Of the $62.9 billion spent at the local level in 2006, transportation and communication services—such as roads, snow removal and public transit—made up the largest single area of expenditure, absorbing about one-fifth of municipal budgets. Environmental services such as water purification, sewage treatment and garbage disposal were another major item (18% of all spending), as was the protection of people and property—firefighting, policing and the courts (16%).

Spending on priorities

Health and education are the services that have been given priority in recent years. From 2003 to 2007, total government spending on health care jumped 28%, outpacing the 20% growth rate in overall government spending over the same period.

The 23% increase in spending on education also outpaced expenditure growth; spending on postsecondary education jumped 31% from 2003 to 2007. Social services spending rose 20%, keeping pace with overall growth. Other areas saw little growth or even decreases over the same period, such as resource conservation and industrial development, labour, employment and immigration, housing, regional planning and research establishments.

Reducing the debt burden

Governments have recently reduced spending in another key area: interest charges on debt. By reducing or eliminating deficits—the shortfalls governments face in a given year—and paying lower interest rates, interest charges as a portion of government expenditures have fallen, from 11% in 2002 to 8% in 2007.

Success in fighting the deficit and debt has not been shared equally by all levels of government. The federal government has posted surpluses every year since 1998. The provinces and territories have seen mixed results, however. Quebec, Ontario, Newfoundland and Labrador, and the three territories have mostly seen deficits, but the commodities boom has helped oil-rich Alberta record sizeable surpluses—$9.5 billion in 2007. Taken together, local governments across Canada have experienced five consecutive years of deficit since 2003.

The 25% overall increase in government spending from 2002 to 2007 has been possible in large part because revenues grew 29% during that period.

Seventy percent of total government income is generated by income taxes, consumption taxes and contributions to social insurance plans.
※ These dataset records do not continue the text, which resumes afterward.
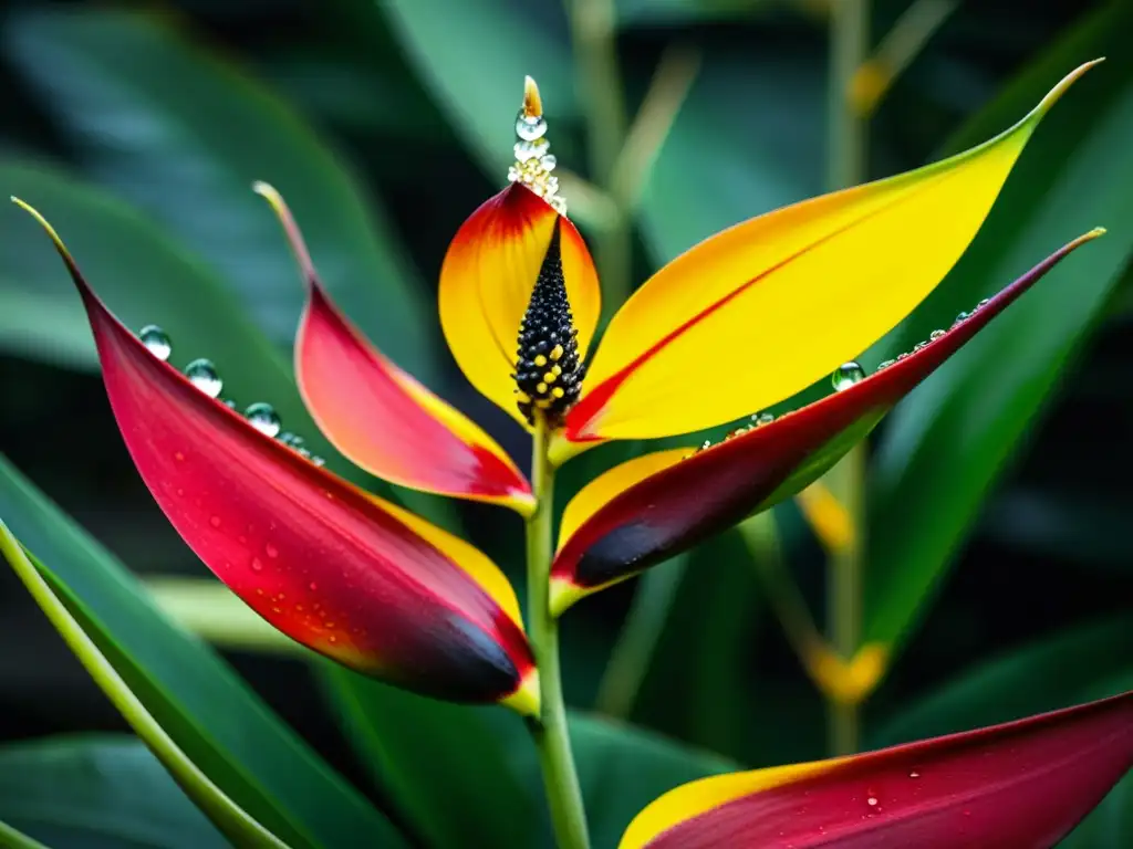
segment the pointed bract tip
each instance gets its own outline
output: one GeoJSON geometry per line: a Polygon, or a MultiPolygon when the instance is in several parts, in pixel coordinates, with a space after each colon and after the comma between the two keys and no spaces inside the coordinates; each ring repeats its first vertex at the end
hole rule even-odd
{"type": "Polygon", "coordinates": [[[92,295],[93,293],[91,292],[91,288],[87,285],[86,281],[83,278],[83,275],[79,273],[78,265],[76,265],[75,263],[75,258],[70,255],[70,251],[67,250],[67,246],[63,245],[62,238],[60,238],[59,233],[56,232],[56,229],[51,226],[50,222],[40,214],[39,209],[36,209],[31,204],[20,200],[15,195],[11,196],[11,201],[16,204],[16,206],[18,206],[20,209],[26,212],[28,215],[31,215],[33,218],[35,218],[35,221],[40,224],[40,226],[43,228],[44,232],[46,232],[46,234],[51,237],[51,241],[54,243],[56,250],[59,252],[59,256],[62,258],[63,264],[67,266],[67,271],[70,273],[71,280],[75,281],[75,285],[78,286],[80,294],[84,298],[92,295]]]}
{"type": "Polygon", "coordinates": [[[578,586],[573,582],[561,578],[552,577],[551,585],[547,588],[547,607],[551,610],[551,616],[557,619],[566,610],[574,604],[576,601],[588,595],[589,593],[581,586],[578,586]]]}
{"type": "Polygon", "coordinates": [[[523,118],[539,118],[543,115],[543,98],[539,96],[539,86],[535,78],[523,77],[523,118]]]}
{"type": "Polygon", "coordinates": [[[1066,93],[1066,89],[1070,88],[1077,80],[1079,77],[1081,77],[1088,70],[1090,70],[1090,68],[1092,68],[1093,66],[1100,65],[1104,61],[1105,61],[1105,57],[1101,57],[1100,59],[1092,59],[1089,62],[1084,62],[1084,63],[1077,66],[1074,70],[1072,70],[1070,74],[1067,74],[1060,80],[1058,80],[1058,84],[1047,93],[1047,96],[1043,97],[1041,101],[1039,101],[1039,105],[1037,105],[1031,111],[1031,114],[1032,115],[1043,115],[1043,114],[1046,114],[1047,111],[1055,103],[1058,102],[1058,98],[1062,97],[1063,94],[1066,93]]]}
{"type": "Polygon", "coordinates": [[[523,676],[519,687],[511,695],[501,698],[500,704],[511,707],[521,717],[538,717],[540,710],[539,671],[533,667],[523,676]]]}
The federal government is most reliant on taxation for revenue, 84% of its income is generated by tax measures. A further 9% is earned through contributions to social insurance plans. The provincial and local levels use taxation less; 57% and 40% of their income, respectively, comes from taxes.

Government income growing

Thanks to robust economic growth over the past decade, government income has seen 29% growth since 2002. With more Canadians working and salaries rising, the total amount of income tax collected jumped 31% from 2002 to 2007 to $246.2 billion. Contributions to government social insurance plans also rose, by 24% to $74.5 billion.

Strong growth in consumer and business spending has pushed income from consumption taxes up 18% to $105.4 billion, although the reduction of the Goods and Services Tax in 2006 has slowed this growth. As well, the booming commodities sector and a steadily rising stock market increased income from government investments by 58% to $51.1 billion.